If you had to name the kitchen tool you can’t live without, what would it be? This is the question we asked of journalists, bloggers, and food-savvy friends around the world. Woks and rice cookers topped the list for many in Asia, and as Paris-based pastry chef and cookbook author David Lebovitz pointed out, a digital scale is essential in much of Europe for recipes that measure ingredients by weight. A few items that follow will be familiar, yet we also discovered appliances and gadgets that are uncommon—if not unheard of—in American kitchens. Check out these tools that exemplify local cuisines and lifestyles in intriguing ways.
Australia: Barbecue Tools
“No Australian household is complete without a full set of barbecue tools, including tongs, fork, scraper, and brush,” a Sydney-born friend says. Grilling is a time-honored cooking method throughout the country, and barbecued items hold a prominent spot on home and restaurant menus. The restaurant Manta in Sydney, for example, offers grilled king prawns, beef, octopus, and whole fish, while Rockpool adds grilled vegetables, figs, quail, whiting fillets, lamb, and lettuce to the mix.
China: Hot-Water Dispenser
Along with a rice cooker, wok, and steamer baskets, a hot-water dispenser, such as the kind made by Zojirushi, topped the list of essentials for our China-based sources. “On-demand hot tea and other warm beverages are important,” explains Susannah Chen, who lives in Shanghai. “Few homes in central and southern China have true central heating, and they’re typically poorly insulated to boot. Warm drinks and lots of layers are useful here!”
Cuba: Cafetera Espresso Pot
Ellen Silverman, who has traveled to Cuba three times over the past 15 months for her photographic project Spare Beauty: The Cuban Kitchen, says that cafeteras (aluminum espresso pots) for making coffee were ubiquitous in the kitchens she photographed. “In every kitchen you see at least one if not more cafeteras, which are used to make a cafecito, the sugary sweet coffee that Cubans favor.” A pressure cooker is the other “workhorse of the Cuban kitchen,” always visible on top of the stove cooking a pot of rice.
England: Vegetable Peeler, Potato Masher, and Roasting Tin
This is the Holy Trinity of tools for preparing the classic English Sunday dinner of roast meat and vegetables, according to a number of our sources across the pond. A good peeler is essential to make short work of the “neeps and tatties and other root veg beloved by Brits,” says one friend. Another adds that the masher is a must “given the country’s obsession with the king of tubers —shepherd’s pie, cottage pie, fish pie, anything you can eat under a layer of mashed potato.”

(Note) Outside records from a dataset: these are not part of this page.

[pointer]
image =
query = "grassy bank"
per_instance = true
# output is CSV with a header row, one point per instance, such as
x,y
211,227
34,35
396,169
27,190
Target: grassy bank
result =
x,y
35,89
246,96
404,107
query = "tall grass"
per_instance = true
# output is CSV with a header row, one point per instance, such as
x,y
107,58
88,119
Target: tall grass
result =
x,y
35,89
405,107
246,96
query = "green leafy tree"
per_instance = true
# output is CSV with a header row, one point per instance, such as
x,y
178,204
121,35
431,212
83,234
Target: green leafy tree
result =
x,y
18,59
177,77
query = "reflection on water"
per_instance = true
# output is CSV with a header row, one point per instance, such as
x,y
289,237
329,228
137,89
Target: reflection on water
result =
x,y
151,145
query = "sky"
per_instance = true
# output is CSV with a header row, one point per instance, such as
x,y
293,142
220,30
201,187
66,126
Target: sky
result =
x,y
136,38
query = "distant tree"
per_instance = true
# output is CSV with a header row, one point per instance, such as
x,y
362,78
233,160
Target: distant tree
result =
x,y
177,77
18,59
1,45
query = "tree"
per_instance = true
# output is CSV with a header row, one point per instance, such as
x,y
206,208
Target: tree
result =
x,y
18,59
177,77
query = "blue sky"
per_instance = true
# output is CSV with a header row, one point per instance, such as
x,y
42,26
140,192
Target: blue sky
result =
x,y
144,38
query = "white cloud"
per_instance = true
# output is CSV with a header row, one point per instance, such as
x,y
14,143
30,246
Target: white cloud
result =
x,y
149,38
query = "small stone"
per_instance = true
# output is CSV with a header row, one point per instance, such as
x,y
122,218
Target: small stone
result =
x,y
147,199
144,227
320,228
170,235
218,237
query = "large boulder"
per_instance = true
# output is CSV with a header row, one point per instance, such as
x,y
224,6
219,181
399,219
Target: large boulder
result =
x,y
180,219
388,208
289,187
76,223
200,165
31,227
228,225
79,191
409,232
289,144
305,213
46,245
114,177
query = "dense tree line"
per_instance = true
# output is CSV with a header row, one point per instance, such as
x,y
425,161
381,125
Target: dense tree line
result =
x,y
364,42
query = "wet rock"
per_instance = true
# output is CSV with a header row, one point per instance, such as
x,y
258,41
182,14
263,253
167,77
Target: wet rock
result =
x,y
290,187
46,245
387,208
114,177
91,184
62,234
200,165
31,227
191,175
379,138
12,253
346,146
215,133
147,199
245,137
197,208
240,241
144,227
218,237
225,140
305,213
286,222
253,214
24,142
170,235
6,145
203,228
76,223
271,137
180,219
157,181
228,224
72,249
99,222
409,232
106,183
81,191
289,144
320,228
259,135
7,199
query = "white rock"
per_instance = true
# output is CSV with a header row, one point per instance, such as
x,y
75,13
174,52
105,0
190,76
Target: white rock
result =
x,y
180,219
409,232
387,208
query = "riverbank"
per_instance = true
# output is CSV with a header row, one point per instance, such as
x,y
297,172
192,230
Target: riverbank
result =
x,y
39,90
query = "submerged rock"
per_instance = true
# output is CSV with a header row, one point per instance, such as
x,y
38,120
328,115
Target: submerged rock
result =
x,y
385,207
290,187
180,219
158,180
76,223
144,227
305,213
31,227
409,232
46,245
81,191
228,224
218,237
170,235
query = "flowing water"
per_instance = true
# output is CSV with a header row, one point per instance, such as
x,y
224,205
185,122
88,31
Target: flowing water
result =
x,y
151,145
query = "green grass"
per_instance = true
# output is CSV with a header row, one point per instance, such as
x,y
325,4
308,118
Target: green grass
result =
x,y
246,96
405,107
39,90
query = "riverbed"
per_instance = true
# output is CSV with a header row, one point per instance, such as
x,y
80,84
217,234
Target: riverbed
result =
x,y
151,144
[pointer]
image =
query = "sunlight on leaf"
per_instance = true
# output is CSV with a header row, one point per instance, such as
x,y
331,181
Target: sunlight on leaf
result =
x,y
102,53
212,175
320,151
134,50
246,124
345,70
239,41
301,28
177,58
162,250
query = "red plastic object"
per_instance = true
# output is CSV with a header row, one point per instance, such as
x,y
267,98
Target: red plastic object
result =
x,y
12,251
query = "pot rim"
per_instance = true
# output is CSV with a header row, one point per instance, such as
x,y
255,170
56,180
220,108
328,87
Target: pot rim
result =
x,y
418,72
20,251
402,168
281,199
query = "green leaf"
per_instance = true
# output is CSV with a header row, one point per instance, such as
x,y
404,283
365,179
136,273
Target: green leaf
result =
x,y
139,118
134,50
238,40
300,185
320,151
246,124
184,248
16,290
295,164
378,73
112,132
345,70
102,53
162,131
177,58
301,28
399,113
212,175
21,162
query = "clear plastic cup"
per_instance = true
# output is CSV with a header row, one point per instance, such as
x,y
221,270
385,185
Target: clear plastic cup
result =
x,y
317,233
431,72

“You can play with the same vegetable endlessly by experimenting with different ways to cut it, and a mandoline slicer lets you cut vegetables into perfectly regular slices of varying thickness, thanks to the adjustable blade,” says Paris-based food writer Clotilde Dusoulier, author of the blog Chocolate & Zucchini, who is currently working on a new cookbook “devoted to the love story between French cuisine and vegetables,” as she puts it. “It saves the cook a lot of time, and it is the key to creating the kind of paper-thin slices that look so delicate on top of a tartine or salad.” Béatrice Peltre, a Boston-based cookbook author and blogger at La Tartine Gourmande, who was born and raised in northeastern France, is also a fan of the mandoline. “It’s a simple utensil that my mother bought for me at the foire d’expositions [fair] in Metz because I simply loved hers, which she had bought many years before and uses all the time to this day.”
Germany: High-Quality Knives
While the do-it-all Thermomix food processor might be the trendy gadget in Germany, Weimar-based food photographer and stylist Meeta K. Wolff, author of the blog What’s for Lunch, Honey?, favors another German-engineered device for slicing and chopping: “I think the most important thing in my kitchen would be my set of Zwilling knives,” she says. “They never go out of fashion, and without proper, sharp knives one is only half a cook.” No surprise, considering that two favorite knife brands among professional chefs—J.A. Henckels, which makes Zwilling knives, and Wüsthof—come from Germany.